西園寺家の財力
沈痛な空気が流れる教室で、不意に麗華が顔を上げた。
その瞳には諦めではなく、燃えるような闘志が宿っていた。
「……そうですわ」
「え?」
「学校の修学旅行に行けないなら、わたくしたちだけで行けばいいんですのよ!」
麗華はバンと机を叩いて立ち上がった。
俺と静は目を丸くして顔を見合わせた。
「修学旅行の代わり? 自分たちだけで?」
何を言っているんだこのお嬢様は。
「待ってくれ麗華。ボクが許可されないのは『安全が確保できないから』だぞ? 個人的な旅行なんて、もっと危険だと言われるに決まってる」
俺の指摘に、麗華はニヤリと不敵な笑みを浮かべた。
「ふふん、甘いですわ龍弥。一般の旅行プランだから危険なんですのよ。わたくしにかかれば、国家予算並みのセキュリティレベルでバカンスを提供できますわ!」
そういってスマホを取り出し、どこかと連絡を取り合っていた。
放課後。
麗華は俺の家にまで押しかけ、桜さんを呼び出した。
リビングのテーブルを挟んで、日本屈指の財閥令嬢と、国家公認の最強メイドが対峙する。

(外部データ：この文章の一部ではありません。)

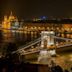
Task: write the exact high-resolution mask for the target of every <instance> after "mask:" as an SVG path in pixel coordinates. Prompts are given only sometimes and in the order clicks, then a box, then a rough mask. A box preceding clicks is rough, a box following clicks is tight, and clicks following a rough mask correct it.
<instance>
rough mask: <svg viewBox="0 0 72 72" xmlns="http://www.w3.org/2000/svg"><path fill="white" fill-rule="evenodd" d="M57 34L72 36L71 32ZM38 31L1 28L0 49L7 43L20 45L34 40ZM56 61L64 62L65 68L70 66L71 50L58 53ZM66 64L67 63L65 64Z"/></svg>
mask: <svg viewBox="0 0 72 72" xmlns="http://www.w3.org/2000/svg"><path fill="white" fill-rule="evenodd" d="M57 35H58V36H61V37H67V38H72V34H60V33H58V34H57ZM40 36H41V35H40V32H27V31H15V30H12V31H11V30H3V31H0V51H3V50H4V49H3V47H4V46H5V45H6V44H7V43H11V42H12V43H16V44H17V46H18V47H19V46H22V45H25V44H27V43H28V42H30V41H32V40H35V39H37V38H39V37H40ZM55 61H56V62H59V63H60V64H62V65H63V64H64V65H63V66H65V67H66V68H67V66H69V67H71V66H72V51H71V53H69V52H65V53H64V52H63V53H60V54H59V58H56V60H55ZM66 64H67V65H66Z"/></svg>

「単刀直入に申し上げますわ、桜さん。龍弥と静、そしてわたくしの三人で、西園寺家所有のプライベートヴィラへ旅行に行かせてくださいまし」
「……却下です」
桜さんは即答だった。紅茶を置く手つきすら乱れない。
「龍弥様の安全が最優先です。個人の所有地とはいえ、外部への移動にはリスクが伴います」
「ですが、このままでは龍弥の心に傷が残りますわ! 一生に一度の思い出を奪う権利が、国にあるんですの!?」
「心の問題と生命の危機を天秤にかければ、答えは明白です」
鉄壁のガードだ。
俺も横で聞いていて、これは無理だなと思った。
だが、麗華は怯まない。鞄から分厚いファイルを取り出し、テーブルに叩きつけた。
「ご覧になって! これがわたくしの考えた『特別警護プラン』ですわ!」
桜さんが眉をひそめつつファイルを開く。
「目的地は、西園寺家が所有する南の孤島『セレスティア島』。島には関係者以外、蟻一匹侵入させません。移動は西園寺家のプライベートジェットを使用。もちろん対空ミサイル防御システム搭載機です。現地では、我が家の私設部隊『黒百合隊』五十名が二十四時間体制で警備にあたります。さらに、島の周囲十キロ圏内の海域封鎖を海上保安庁へ要請済みですわ!」
「……」
桜さんの目が、ファイルの上を高速で走る。
俺は開いた口が塞がらなかった。
別荘ってレベルじゃない。要塞だ。
海上封鎖まで要請済みって、お前の家はどうなっているんだ。
「これなら不特定多数がいる京都の旅館より、よほど安全ではありませんこと? それに龍弥にはどうしても必要なのです。籠の中の鳥として生きる彼に、せめて空の広さを教えてあげる時間が!」
麗華の言葉は熱く、そして真剣だった。
単なるワガママではない。俺のことを本気で思いやってくれているのが伝わってくる。
桜さんはしばらく沈黙し、ファイルを閉じた。
「……少々、失礼します」
そして席を外し、どこかへ電話をかけ始めた。
漏れ聞こえる声は低く、緊迫している。
「はい……西園寺家からの申し出……セキュリティレベルはSランク相当……精神衛生上の観点からも……」
数分後、戻ってきた桜さんは、ふうと小さく息を吐いた。
「……許可が下りました」
「本当ですの!?」
「ただし、条件付きです。期間は二泊三日。私の同行はもちろん、政府側の護衛部隊との連携も許可すること。そして、万が一の事態が発生した場合は即時撤退すること。よろしいですね?」
「もちろんですわ! ありがとうございます、桜さん!」
麗華は満面の笑みでガッツポーズをした。
静も「よかったぁ……」と涙ぐんで喜んでいる。
俺は震える声で言った。
「すげえよ、麗華……お前、本当にすげえよ……」
「おーほっほっほ! 感謝なさい! さあ、そうと決まれば準備ですわ! 最高の修学旅行にしましょうね、龍弥、静!」
こうして、俺たちのための、俺たちだけの特別すぎる修学旅行が幕を開けることになった。
学校のみんなとは行けないけれど、最高の親友たちと過ごす時間は、きっと何にも代えがたい宝物になるはずだ。